A lot still isn't known about the White Pine shrimp. Its lack of eyes and pigment suggest it has been living in dark underground for a long time, but researchers aren't sure what the creatures eat.
Whatever it is, it must be tiny. The shrimp themselves are more Sea Monkey than jumbo prawn. They only measure about a quarter of an inch from antenna to tail.
Based on where they were found, the shrimp appear to prefer groundwater to the cold stream water that also fills — and, for much of the year, floods —- Model Cave.
"That makes it pretty delicate because if there is a change in the groundwater level, it could impact its habitat," she said.
Something in the water
Groundwater is a hot topic at Great Basin National Park, which could one day find itself bracketed by a network of pumps and pipelines built to funnel water south to the Las Vegas Valley.
The park lies at the northern end of the Southern Nevada Water Authority's plan to tap groundwater in rural Clark, Lincoln and White Pine counties.
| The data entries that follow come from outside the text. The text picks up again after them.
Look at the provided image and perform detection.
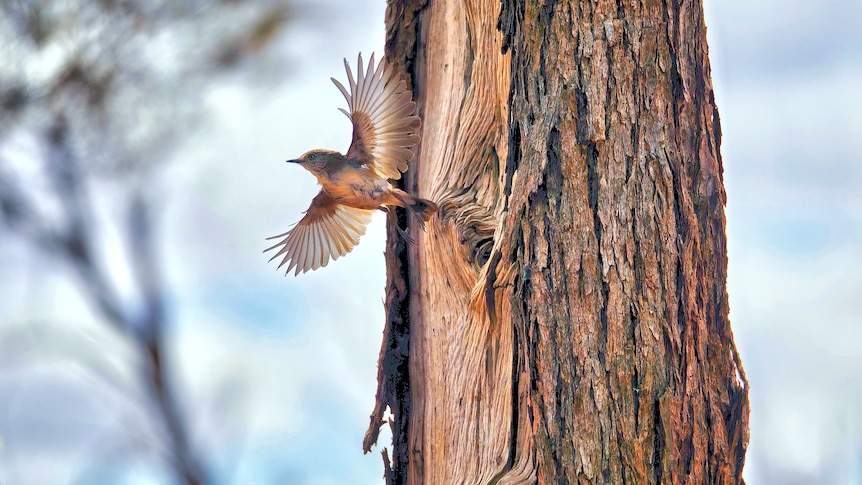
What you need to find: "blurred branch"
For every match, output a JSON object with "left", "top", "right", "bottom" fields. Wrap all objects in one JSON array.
[{"left": 0, "top": 0, "right": 302, "bottom": 484}]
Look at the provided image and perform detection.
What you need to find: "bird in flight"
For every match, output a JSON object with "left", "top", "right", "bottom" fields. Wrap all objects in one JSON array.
[{"left": 264, "top": 54, "right": 437, "bottom": 275}]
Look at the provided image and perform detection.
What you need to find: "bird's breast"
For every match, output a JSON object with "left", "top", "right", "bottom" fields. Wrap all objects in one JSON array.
[{"left": 323, "top": 172, "right": 390, "bottom": 209}]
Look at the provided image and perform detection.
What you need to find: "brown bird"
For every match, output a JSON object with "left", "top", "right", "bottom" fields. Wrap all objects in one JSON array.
[{"left": 264, "top": 54, "right": 437, "bottom": 275}]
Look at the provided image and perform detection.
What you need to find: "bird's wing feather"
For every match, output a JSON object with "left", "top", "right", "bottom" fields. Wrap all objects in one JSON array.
[
  {"left": 332, "top": 54, "right": 420, "bottom": 179},
  {"left": 264, "top": 190, "right": 374, "bottom": 275}
]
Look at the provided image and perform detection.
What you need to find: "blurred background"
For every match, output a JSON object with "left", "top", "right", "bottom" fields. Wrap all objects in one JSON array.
[{"left": 0, "top": 0, "right": 862, "bottom": 485}]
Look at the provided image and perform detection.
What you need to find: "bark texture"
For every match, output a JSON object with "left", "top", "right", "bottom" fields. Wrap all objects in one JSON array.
[{"left": 365, "top": 0, "right": 749, "bottom": 484}]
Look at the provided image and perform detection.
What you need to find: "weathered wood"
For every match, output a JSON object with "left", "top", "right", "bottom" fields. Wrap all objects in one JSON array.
[{"left": 366, "top": 0, "right": 748, "bottom": 484}]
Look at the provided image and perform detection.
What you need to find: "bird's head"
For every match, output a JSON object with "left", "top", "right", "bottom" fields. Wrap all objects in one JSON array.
[{"left": 287, "top": 150, "right": 344, "bottom": 175}]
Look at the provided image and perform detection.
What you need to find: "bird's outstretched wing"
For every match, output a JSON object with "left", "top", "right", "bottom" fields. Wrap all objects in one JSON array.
[
  {"left": 264, "top": 190, "right": 374, "bottom": 275},
  {"left": 332, "top": 54, "right": 420, "bottom": 179}
]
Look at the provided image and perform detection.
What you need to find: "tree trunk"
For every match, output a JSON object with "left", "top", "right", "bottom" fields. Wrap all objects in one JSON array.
[{"left": 365, "top": 0, "right": 749, "bottom": 484}]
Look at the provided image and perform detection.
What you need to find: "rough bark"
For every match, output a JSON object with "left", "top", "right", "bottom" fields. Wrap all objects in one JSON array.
[{"left": 365, "top": 0, "right": 748, "bottom": 484}]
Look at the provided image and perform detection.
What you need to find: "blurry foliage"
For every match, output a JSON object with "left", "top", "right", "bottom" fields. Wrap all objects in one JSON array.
[{"left": 0, "top": 0, "right": 294, "bottom": 484}]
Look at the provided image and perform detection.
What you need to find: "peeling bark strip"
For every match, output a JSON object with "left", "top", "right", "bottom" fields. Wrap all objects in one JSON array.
[{"left": 374, "top": 0, "right": 749, "bottom": 484}]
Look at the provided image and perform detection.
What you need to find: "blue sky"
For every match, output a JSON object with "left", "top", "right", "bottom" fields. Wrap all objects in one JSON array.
[{"left": 0, "top": 0, "right": 862, "bottom": 484}]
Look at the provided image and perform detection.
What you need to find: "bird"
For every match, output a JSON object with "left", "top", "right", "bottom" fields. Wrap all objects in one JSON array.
[{"left": 264, "top": 53, "right": 438, "bottom": 276}]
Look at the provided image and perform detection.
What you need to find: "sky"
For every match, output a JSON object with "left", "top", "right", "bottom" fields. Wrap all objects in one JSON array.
[{"left": 0, "top": 0, "right": 862, "bottom": 485}]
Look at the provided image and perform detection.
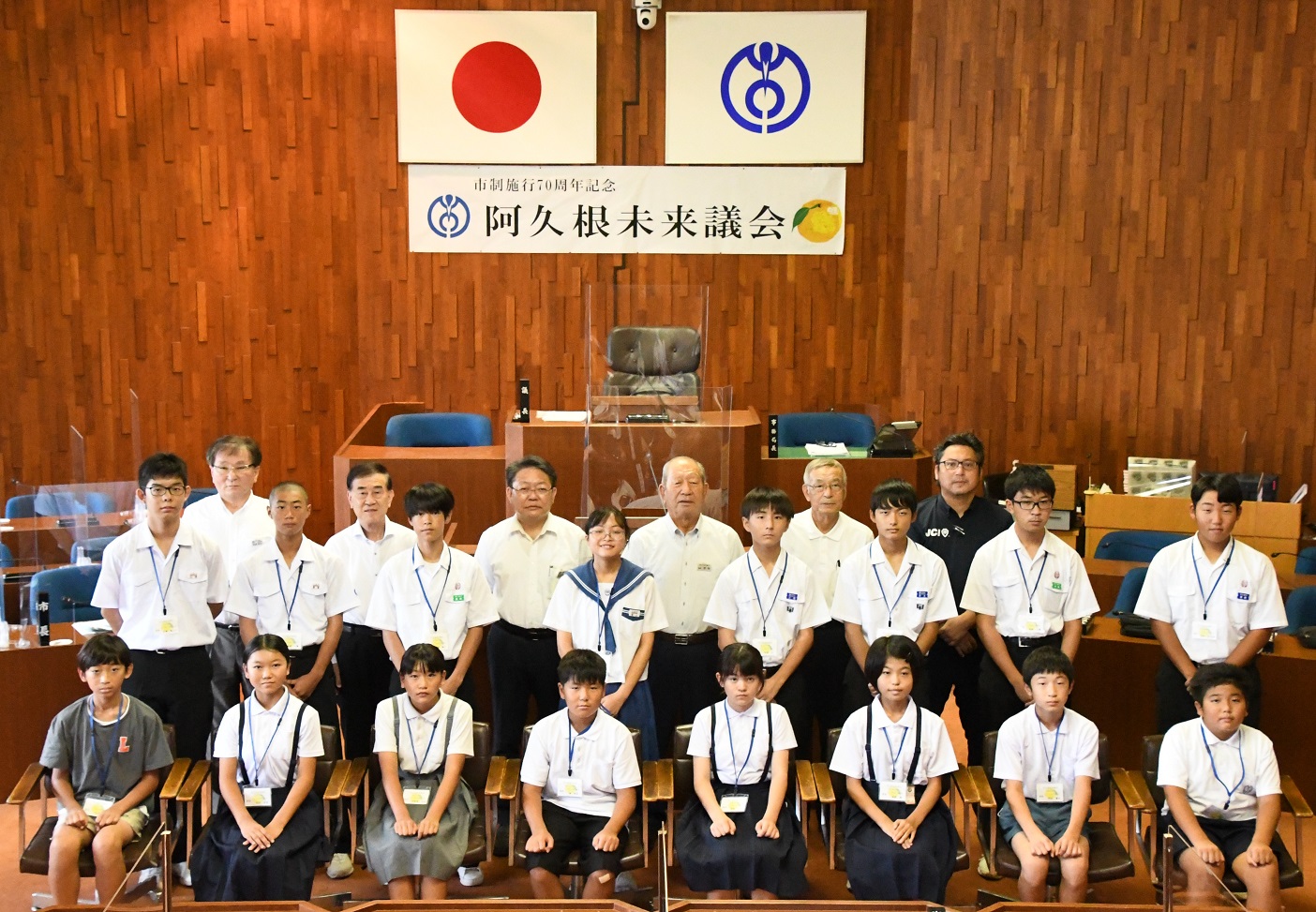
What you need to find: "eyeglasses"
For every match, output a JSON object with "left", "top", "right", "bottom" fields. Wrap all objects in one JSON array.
[{"left": 1009, "top": 498, "right": 1055, "bottom": 514}]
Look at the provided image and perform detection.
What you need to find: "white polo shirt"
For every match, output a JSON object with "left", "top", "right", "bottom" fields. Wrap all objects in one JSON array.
[
  {"left": 831, "top": 538, "right": 958, "bottom": 644},
  {"left": 782, "top": 511, "right": 873, "bottom": 606},
  {"left": 215, "top": 691, "right": 325, "bottom": 788},
  {"left": 325, "top": 516, "right": 416, "bottom": 624},
  {"left": 704, "top": 548, "right": 830, "bottom": 668},
  {"left": 544, "top": 562, "right": 667, "bottom": 684},
  {"left": 830, "top": 699, "right": 960, "bottom": 785},
  {"left": 687, "top": 700, "right": 799, "bottom": 785},
  {"left": 475, "top": 514, "right": 590, "bottom": 631},
  {"left": 994, "top": 707, "right": 1101, "bottom": 800},
  {"left": 228, "top": 535, "right": 356, "bottom": 650},
  {"left": 1156, "top": 719, "right": 1280, "bottom": 820},
  {"left": 183, "top": 494, "right": 274, "bottom": 624},
  {"left": 621, "top": 515, "right": 745, "bottom": 635},
  {"left": 91, "top": 522, "right": 229, "bottom": 649},
  {"left": 960, "top": 525, "right": 1101, "bottom": 638},
  {"left": 521, "top": 710, "right": 641, "bottom": 817},
  {"left": 375, "top": 694, "right": 475, "bottom": 775},
  {"left": 1133, "top": 535, "right": 1289, "bottom": 664},
  {"left": 367, "top": 545, "right": 498, "bottom": 661}
]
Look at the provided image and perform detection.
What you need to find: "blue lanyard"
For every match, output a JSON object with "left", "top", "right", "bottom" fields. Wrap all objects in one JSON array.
[
  {"left": 567, "top": 716, "right": 599, "bottom": 776},
  {"left": 1014, "top": 548, "right": 1052, "bottom": 615},
  {"left": 246, "top": 693, "right": 297, "bottom": 785},
  {"left": 274, "top": 558, "right": 307, "bottom": 631},
  {"left": 1189, "top": 540, "right": 1237, "bottom": 618},
  {"left": 87, "top": 695, "right": 127, "bottom": 791},
  {"left": 146, "top": 547, "right": 183, "bottom": 615},
  {"left": 411, "top": 547, "right": 453, "bottom": 633},
  {"left": 1199, "top": 723, "right": 1248, "bottom": 811},
  {"left": 713, "top": 700, "right": 757, "bottom": 788},
  {"left": 745, "top": 551, "right": 791, "bottom": 637}
]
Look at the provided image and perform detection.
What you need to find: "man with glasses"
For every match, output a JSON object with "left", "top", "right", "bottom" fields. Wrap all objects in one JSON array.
[
  {"left": 782, "top": 459, "right": 873, "bottom": 759},
  {"left": 909, "top": 432, "right": 1010, "bottom": 766},
  {"left": 183, "top": 434, "right": 274, "bottom": 727},
  {"left": 961, "top": 466, "right": 1100, "bottom": 732}
]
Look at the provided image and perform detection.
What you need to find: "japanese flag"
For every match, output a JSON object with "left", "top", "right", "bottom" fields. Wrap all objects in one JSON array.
[
  {"left": 394, "top": 9, "right": 597, "bottom": 165},
  {"left": 667, "top": 10, "right": 867, "bottom": 165}
]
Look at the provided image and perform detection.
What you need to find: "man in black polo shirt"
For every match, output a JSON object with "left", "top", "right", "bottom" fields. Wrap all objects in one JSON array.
[{"left": 909, "top": 432, "right": 1012, "bottom": 766}]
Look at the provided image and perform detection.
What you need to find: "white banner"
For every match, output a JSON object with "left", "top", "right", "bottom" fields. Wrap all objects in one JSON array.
[
  {"left": 665, "top": 10, "right": 867, "bottom": 165},
  {"left": 407, "top": 165, "right": 845, "bottom": 254}
]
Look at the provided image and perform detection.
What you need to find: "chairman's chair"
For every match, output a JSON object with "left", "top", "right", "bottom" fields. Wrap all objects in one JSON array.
[
  {"left": 1114, "top": 734, "right": 1312, "bottom": 903},
  {"left": 27, "top": 563, "right": 100, "bottom": 624},
  {"left": 776, "top": 411, "right": 877, "bottom": 450},
  {"left": 1092, "top": 529, "right": 1189, "bottom": 561},
  {"left": 384, "top": 411, "right": 494, "bottom": 446},
  {"left": 971, "top": 732, "right": 1137, "bottom": 890},
  {"left": 7, "top": 725, "right": 192, "bottom": 909},
  {"left": 603, "top": 326, "right": 701, "bottom": 396}
]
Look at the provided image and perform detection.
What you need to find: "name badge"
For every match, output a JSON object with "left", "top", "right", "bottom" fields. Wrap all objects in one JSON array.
[
  {"left": 717, "top": 794, "right": 749, "bottom": 814},
  {"left": 403, "top": 788, "right": 429, "bottom": 807},
  {"left": 1033, "top": 782, "right": 1069, "bottom": 804},
  {"left": 877, "top": 779, "right": 913, "bottom": 804}
]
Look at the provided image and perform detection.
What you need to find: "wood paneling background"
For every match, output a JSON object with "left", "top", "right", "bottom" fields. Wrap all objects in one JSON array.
[
  {"left": 902, "top": 0, "right": 1316, "bottom": 496},
  {"left": 0, "top": 0, "right": 912, "bottom": 534}
]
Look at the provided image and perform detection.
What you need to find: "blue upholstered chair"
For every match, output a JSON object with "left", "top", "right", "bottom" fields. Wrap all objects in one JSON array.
[{"left": 384, "top": 411, "right": 494, "bottom": 446}]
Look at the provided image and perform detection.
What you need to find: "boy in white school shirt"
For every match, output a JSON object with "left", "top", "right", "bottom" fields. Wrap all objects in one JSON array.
[
  {"left": 704, "top": 486, "right": 830, "bottom": 757},
  {"left": 831, "top": 478, "right": 955, "bottom": 716}
]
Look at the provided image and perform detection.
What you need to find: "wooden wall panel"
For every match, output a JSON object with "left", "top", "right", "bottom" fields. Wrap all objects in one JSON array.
[
  {"left": 0, "top": 0, "right": 912, "bottom": 534},
  {"left": 902, "top": 0, "right": 1316, "bottom": 496}
]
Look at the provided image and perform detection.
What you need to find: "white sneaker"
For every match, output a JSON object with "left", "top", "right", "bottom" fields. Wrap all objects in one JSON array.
[{"left": 325, "top": 851, "right": 356, "bottom": 880}]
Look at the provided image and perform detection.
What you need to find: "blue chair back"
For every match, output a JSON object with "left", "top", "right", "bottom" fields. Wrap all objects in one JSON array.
[
  {"left": 1111, "top": 567, "right": 1147, "bottom": 615},
  {"left": 27, "top": 563, "right": 100, "bottom": 624},
  {"left": 384, "top": 411, "right": 494, "bottom": 446},
  {"left": 1092, "top": 529, "right": 1189, "bottom": 561},
  {"left": 776, "top": 411, "right": 877, "bottom": 450}
]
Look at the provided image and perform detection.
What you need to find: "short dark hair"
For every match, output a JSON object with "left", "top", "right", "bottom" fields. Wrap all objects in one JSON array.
[
  {"left": 507, "top": 456, "right": 558, "bottom": 488},
  {"left": 78, "top": 633, "right": 133, "bottom": 671},
  {"left": 403, "top": 482, "right": 456, "bottom": 518},
  {"left": 1189, "top": 662, "right": 1251, "bottom": 706},
  {"left": 1020, "top": 646, "right": 1074, "bottom": 687},
  {"left": 740, "top": 486, "right": 795, "bottom": 520},
  {"left": 932, "top": 430, "right": 987, "bottom": 469},
  {"left": 397, "top": 642, "right": 447, "bottom": 678},
  {"left": 717, "top": 642, "right": 765, "bottom": 680},
  {"left": 348, "top": 462, "right": 394, "bottom": 491},
  {"left": 558, "top": 649, "right": 608, "bottom": 684},
  {"left": 205, "top": 434, "right": 261, "bottom": 466},
  {"left": 1006, "top": 466, "right": 1055, "bottom": 501},
  {"left": 137, "top": 453, "right": 187, "bottom": 491},
  {"left": 869, "top": 478, "right": 919, "bottom": 514},
  {"left": 1189, "top": 472, "right": 1242, "bottom": 511},
  {"left": 242, "top": 633, "right": 292, "bottom": 665},
  {"left": 863, "top": 633, "right": 925, "bottom": 687}
]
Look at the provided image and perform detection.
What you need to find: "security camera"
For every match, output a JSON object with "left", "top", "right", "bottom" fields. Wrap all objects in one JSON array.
[{"left": 631, "top": 0, "right": 662, "bottom": 32}]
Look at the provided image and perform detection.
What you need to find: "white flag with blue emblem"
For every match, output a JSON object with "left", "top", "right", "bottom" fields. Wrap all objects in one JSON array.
[{"left": 667, "top": 10, "right": 867, "bottom": 165}]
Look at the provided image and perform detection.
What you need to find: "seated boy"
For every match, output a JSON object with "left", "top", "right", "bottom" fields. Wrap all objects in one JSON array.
[
  {"left": 521, "top": 649, "right": 639, "bottom": 899},
  {"left": 994, "top": 646, "right": 1100, "bottom": 903},
  {"left": 1157, "top": 662, "right": 1281, "bottom": 912},
  {"left": 41, "top": 633, "right": 173, "bottom": 906}
]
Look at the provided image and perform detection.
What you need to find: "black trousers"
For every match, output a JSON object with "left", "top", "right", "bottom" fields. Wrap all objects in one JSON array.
[
  {"left": 335, "top": 624, "right": 397, "bottom": 759},
  {"left": 1156, "top": 658, "right": 1261, "bottom": 734},
  {"left": 978, "top": 633, "right": 1062, "bottom": 732},
  {"left": 486, "top": 621, "right": 558, "bottom": 756},
  {"left": 649, "top": 633, "right": 721, "bottom": 756}
]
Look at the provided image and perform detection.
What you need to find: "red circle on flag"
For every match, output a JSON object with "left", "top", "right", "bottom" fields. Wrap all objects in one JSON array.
[{"left": 453, "top": 41, "right": 542, "bottom": 133}]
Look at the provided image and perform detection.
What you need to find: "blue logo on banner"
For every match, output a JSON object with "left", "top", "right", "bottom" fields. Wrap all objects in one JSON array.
[
  {"left": 425, "top": 193, "right": 471, "bottom": 238},
  {"left": 723, "top": 41, "right": 809, "bottom": 134}
]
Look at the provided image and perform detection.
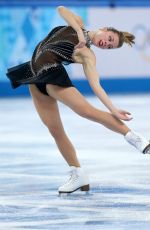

The multibillion-dollar project is under review by state and federal regulators.
On Wednesday, Baker said she and about 75 other people gathered at the elementary school in the town of Baker, just east of the park, for the second of nine public hearings the Bureau of Land Management is holding on the pipeline.
The project has met staunch opposition across rural Nevada, much of it from Spring and Snake valleys, the two massive watersheds on either side of the national park.
Zane Marshall is senior biologist for the water authority. He said the discovery of the shrimp and other new species at Great Basin could result in "additional processes" for monitoring and mitigating the effects of groundwater pumping. Ultimately, though, he said new species — even endangered ones — are unlikely to halt the pipeline because the authority won't be allowed to dry out caves and destroy habitat in the park anyway.
But that doesn't mean the shrimp won't be used to try to block the project.
Marshall said such campaigns are often waged by environmental groups.
The Center for Biological Diversity recently persuaded federal officials to consider listing 54 animals and plants in Nevada, many of them aquatic species found along the proposed pipeline alignment.
Marshall said he wouldn't be surprised to hear a similar call go up to protect the blind shrimp of Model Cave.